NEW YORK (CNNfn) - Billionaire financier Carl Icahn signed a confidentiality agreement with Nabisco Group Holdings Monday, clearing the way for him to seek "strategic partners" to join his takeover bid for the nation's leading seller of cookies and crackers.|
The signed agreement follows Nabisco's invitation last week to have Icahn join the company's internal review of possible strategies to lift its sagging stock price. Icahn, the company's largest individual shareholder, had previously offered to buy Nabisco outright in a friendly deal for $16 per share, or $5.2 billion, with the aim of finding a permanent buyer later.
The billionaire investor said he had hired the Industrial Bank of Japan to begin the due diligence process on Nabisco, but is now also free to seek out third party buyers for the company's sole holding -- a roughly 80 percent stake in Nabisco Holdings Corp. (NA: Research, Estimates), maker of Oreo cookies, Ritz crackers and Snackwells products.
Analysts said the agreement all but guarantees the company will seek out a merger partner in the next few months.

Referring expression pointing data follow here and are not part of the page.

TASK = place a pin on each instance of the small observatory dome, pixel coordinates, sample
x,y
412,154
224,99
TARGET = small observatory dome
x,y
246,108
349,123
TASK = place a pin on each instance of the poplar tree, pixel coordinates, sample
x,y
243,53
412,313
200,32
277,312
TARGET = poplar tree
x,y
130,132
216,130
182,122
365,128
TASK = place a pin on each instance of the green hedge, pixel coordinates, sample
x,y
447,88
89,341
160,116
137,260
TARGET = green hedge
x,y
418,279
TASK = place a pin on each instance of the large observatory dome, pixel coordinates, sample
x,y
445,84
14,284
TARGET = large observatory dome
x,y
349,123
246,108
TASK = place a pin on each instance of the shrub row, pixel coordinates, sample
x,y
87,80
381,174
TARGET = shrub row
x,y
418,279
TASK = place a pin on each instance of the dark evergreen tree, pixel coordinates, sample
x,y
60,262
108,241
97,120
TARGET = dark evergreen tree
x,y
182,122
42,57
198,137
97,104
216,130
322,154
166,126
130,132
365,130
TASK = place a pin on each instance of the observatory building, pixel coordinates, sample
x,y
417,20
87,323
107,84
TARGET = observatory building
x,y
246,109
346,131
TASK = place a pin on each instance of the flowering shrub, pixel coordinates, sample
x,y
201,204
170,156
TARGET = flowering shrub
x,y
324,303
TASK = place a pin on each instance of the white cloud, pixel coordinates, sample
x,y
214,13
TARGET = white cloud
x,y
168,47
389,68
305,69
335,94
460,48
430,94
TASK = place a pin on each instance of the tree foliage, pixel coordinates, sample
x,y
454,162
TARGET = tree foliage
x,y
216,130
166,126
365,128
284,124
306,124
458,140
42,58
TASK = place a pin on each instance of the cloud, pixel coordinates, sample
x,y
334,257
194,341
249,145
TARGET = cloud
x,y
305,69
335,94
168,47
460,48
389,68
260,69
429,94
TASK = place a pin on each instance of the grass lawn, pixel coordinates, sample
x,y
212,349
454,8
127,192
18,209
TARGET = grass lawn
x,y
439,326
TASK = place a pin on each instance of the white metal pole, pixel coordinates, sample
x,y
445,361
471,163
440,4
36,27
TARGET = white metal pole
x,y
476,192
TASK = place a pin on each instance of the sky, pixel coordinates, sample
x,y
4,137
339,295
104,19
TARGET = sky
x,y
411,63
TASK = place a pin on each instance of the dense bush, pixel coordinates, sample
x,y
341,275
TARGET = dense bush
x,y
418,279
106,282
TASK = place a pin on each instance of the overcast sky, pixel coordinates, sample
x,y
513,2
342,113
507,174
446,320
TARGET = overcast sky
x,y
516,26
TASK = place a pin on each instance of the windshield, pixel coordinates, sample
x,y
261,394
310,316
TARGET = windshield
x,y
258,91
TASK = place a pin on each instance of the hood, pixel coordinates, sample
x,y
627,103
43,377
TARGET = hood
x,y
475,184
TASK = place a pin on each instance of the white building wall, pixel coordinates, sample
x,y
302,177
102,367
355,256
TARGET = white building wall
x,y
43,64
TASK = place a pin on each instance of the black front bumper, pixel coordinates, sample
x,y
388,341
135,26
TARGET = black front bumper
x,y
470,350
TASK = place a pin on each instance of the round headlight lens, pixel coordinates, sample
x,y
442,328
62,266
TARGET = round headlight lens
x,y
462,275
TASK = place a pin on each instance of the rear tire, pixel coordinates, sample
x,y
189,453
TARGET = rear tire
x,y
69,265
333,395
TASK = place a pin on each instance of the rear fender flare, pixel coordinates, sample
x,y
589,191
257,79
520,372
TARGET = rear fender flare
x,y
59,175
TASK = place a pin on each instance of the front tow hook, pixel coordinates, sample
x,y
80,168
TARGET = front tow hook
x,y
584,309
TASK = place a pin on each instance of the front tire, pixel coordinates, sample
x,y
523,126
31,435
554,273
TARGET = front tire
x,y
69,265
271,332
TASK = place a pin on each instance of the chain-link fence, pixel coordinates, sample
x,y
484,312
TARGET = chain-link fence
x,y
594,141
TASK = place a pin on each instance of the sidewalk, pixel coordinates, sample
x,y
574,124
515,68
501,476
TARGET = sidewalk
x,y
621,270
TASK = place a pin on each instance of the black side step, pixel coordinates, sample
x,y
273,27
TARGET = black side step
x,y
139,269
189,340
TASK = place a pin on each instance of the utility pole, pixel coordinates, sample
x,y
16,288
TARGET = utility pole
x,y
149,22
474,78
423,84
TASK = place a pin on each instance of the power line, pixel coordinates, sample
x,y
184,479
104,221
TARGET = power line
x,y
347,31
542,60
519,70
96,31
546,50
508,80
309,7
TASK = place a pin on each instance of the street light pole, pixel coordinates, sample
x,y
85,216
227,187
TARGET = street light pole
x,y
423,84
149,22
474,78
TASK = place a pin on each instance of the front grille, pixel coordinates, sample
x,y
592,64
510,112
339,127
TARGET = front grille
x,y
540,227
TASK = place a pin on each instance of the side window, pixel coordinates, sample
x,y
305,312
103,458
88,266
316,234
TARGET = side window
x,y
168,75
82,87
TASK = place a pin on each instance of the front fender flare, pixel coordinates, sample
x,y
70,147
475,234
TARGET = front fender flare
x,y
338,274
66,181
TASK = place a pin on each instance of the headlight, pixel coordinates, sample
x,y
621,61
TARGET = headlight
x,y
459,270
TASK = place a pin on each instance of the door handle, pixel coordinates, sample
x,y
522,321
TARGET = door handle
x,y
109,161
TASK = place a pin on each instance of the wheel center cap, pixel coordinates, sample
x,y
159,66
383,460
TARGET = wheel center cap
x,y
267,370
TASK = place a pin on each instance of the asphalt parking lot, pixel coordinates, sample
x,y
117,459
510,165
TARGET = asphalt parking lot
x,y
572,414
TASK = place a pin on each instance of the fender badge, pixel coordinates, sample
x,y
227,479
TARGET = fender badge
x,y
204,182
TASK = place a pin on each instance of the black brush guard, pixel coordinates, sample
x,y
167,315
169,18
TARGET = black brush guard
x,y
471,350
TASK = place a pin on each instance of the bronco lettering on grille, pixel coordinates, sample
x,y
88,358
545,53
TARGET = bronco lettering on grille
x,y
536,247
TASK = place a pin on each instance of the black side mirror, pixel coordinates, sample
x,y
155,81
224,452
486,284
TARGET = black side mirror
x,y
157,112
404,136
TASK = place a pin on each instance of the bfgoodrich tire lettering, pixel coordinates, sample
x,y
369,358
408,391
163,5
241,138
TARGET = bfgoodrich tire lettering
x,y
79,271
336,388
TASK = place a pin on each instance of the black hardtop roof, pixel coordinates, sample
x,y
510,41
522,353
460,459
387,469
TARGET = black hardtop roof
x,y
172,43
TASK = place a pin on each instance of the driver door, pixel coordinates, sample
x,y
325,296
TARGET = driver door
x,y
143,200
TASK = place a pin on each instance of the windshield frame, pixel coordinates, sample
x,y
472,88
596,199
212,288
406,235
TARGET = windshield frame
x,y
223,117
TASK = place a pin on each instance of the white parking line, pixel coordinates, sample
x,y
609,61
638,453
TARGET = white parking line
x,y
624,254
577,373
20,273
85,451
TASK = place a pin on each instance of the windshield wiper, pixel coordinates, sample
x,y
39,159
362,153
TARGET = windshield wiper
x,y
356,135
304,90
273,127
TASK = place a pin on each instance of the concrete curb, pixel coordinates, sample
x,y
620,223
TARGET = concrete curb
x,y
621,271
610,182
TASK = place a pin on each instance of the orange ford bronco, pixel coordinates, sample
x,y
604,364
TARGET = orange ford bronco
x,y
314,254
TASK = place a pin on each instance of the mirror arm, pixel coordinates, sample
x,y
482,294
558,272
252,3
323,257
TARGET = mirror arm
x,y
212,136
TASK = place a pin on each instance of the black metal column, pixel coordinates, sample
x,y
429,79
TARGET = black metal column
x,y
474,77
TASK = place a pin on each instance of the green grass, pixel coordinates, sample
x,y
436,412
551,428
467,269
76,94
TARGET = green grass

"I see Icahn's proposal as an attempt to rattle the cage and force the company to find a buyer," said Martin Feldman, a food analyst with Salomon Smith Barney. "He has effectively served as a conduit for a third-party buyer."
Shares of Nabisco (NGH: Research, Estimates) closed down 1/2 to 14-5/8 Monday.
Proxy battle avoided
The agreement prevents Icahn from initiating a proxy battle for control of the company's board, as he had previously threatened, for at least three months. He is also restricted from increasing his roughly 9 percent stake in the Parsippany, N.J.-based company.
In an interview with CNNfn.com last week, Icahn said if he remained unconvinced that Nabisco's board was actively pursuing a merger, he would almost certainly have launched a proxy battle to replace the company's 12-member board with his own nine-member slate at the company's annual meeting next month.
But Nabisco's board responded to his last buyout proposal with an offer to open the company books and work with the billionaire investor on finding a potential suitor, leading to Monday's agreement.
"We are pleased that Mr. Icahn has joined the process," said Henry Sandbach, a Nabisco spokesman. When asked if his company was now up for sale, Sandbach said "we've indicated that we are looking at the broadest range of alternatives, including selling the company."
Nabisco hired Wall Street investment banks Morgan Stanley Dean Witter and Warburg Dillon Read earlier this month to review its strategic alternatives after Icahn stepped up his public demands to sell the company.
One of the food industry's strongest brand names, Nabisco Holding's shares have languished in recent months, hit hard by a deep sector slump and investor concerns about lingering legal liabilities related to tobacco lawsuits from its former association with RJR Nabisco.
Accordingly, analysts have mentioned Phillip Morris Co. (MO: Research, Estimates) as the most likely buyer for Nabisco, given its desire to beef up its food operations and the fact that it is already exposed to the tobacco litigation.